Macrophages express the A subunit of coagulation factor XIII (FXIII-A), a transglutaminase which cross-links proteins through N epsilon-(gamma-L-glutamyl)-L-lysyl iso-peptide bonds. Macrophages are major cellular constituents of the atherosclerotic plaque; they may stabilize the plaque by cross-linking structural proteins and they may become transformed into foam cells by accumulating oxidized LDL (oxLDL). The combination of oxLDL staining by Oil Red O and immunofluorescent staining for FXIII-A demonstrated that FXIII-A is retained during the transformation of cultured human macrophages into foam cells.
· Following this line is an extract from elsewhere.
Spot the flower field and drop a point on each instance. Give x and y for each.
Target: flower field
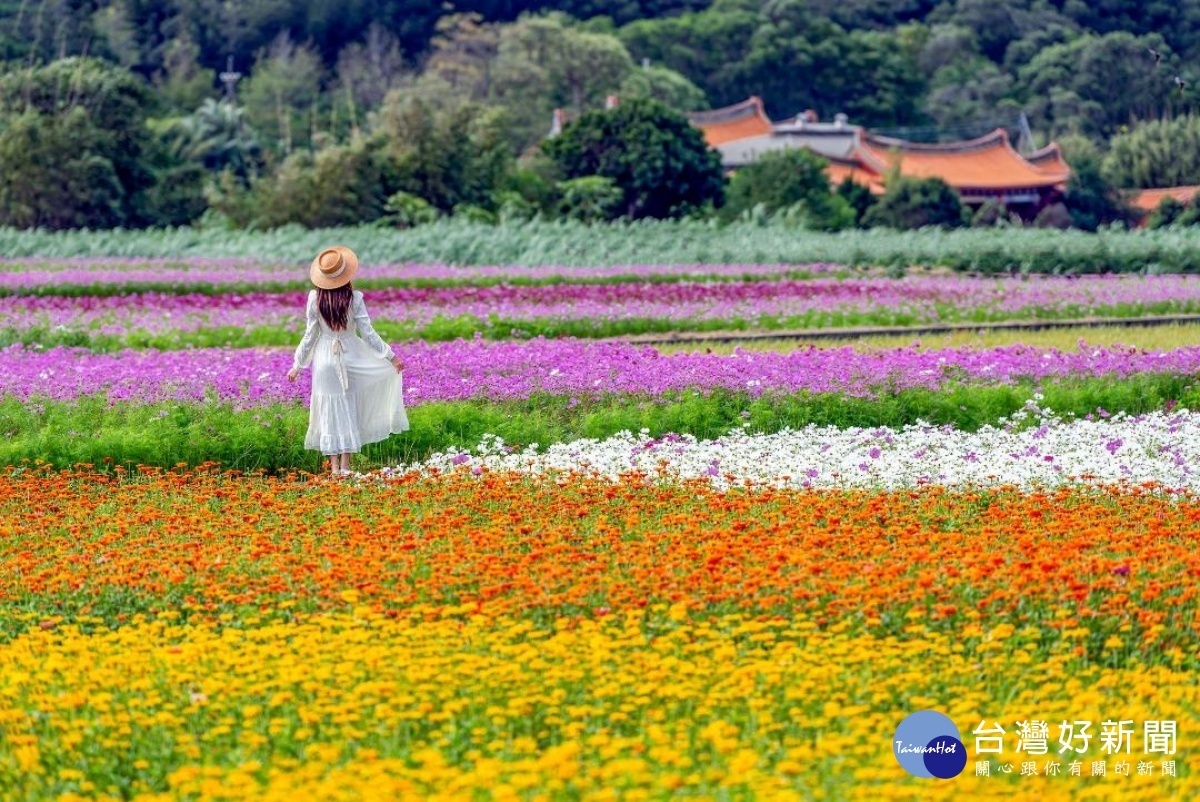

ELISA and Western blotting techniques revealed that the transformation of macrophages into foam cells elevated the intracellular FXIII-A content. This phenomenon seems specific for macrophage-derived foam cells; the transformation of vascular smooth muscle cells into foam cells fails to induce a similar effect. FXIII-A containing macrophages are abundant in the atherosclerotic plaque and FXIII-A is also present in the extracellular compartment. The protein cross-linking activity of FXIII-A in the plaque was demonstrated using an antibody labeling the iso-peptide bonds. Cells showing combined staining for FXIII-A and oxLDL in tissue sections demonstrated that FXIII-A-containing macrophages within the atherosclerotic plaque are also transformed into foam cells. Such cells may contribute to the formation of lipid core and the plaque structurization.

Automated summary

Macrophages express FXIII-A, which cross-links proteins and may stabilize atherosclerotic plaque. These macrophages can become foam cells by accumulating oxLDL. FXIII-A is retained during the transformation into foam cells and its content increases. The presence of FXIII-A in the plaque suggests its involvement in plaque formation and structurization.